It’s hard to believe that the Gilbert and Sullivan Festival in Buxton is in its 18th year; harder still to credit that this was the first year Chesterfield G & S Society have appeared.
They brought up the rear at the Festival Fringe last Saturday, with semi-staged productions of three short pieces, all scored by Sullivan but only one with Gilbert’s words.
Trial by Jury (both G and S) was in modern-ish dress, with Andrew Moore’s nonchalant Defendant straight off the golf course, Jo Howland’s melodic Plaintiff in traditional wedding garb, the excellent Max Taylor as her Learned Counsel and veteran player Peter Flint as the Judge. It was crisp, workmanlike and tuneful, if a little lacking in imagination.

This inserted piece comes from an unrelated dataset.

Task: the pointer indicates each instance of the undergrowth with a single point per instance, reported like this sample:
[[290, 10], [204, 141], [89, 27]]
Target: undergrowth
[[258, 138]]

Cox and Box (words by F S Burnand) is a three-hander without chorus; Andy Moore and company patter man Nic Wilson made it lively, pacy and witty. Max Taylor had to resort to a script – but his fine baritone voice and excellent stage presence amply compensated.
The final piece, The Zoo (words by B C Stephenson), came complete with a lion who had possibly escaped from The Wizard of Oz. A favourite Gilbert & Sullivan theme, disguised identity, leavened its intertwining love stories. Nic Wilson donned a DI Frost raincoat and hat to become Grinder the grumpy grocer; Jo Howland reappeared as nightingale-voiced Laetitia; Andy Moore and Max Taylor made it three in a row as thwarted lovers who eventually got the girls.
The 18th Festival ended last Saturday.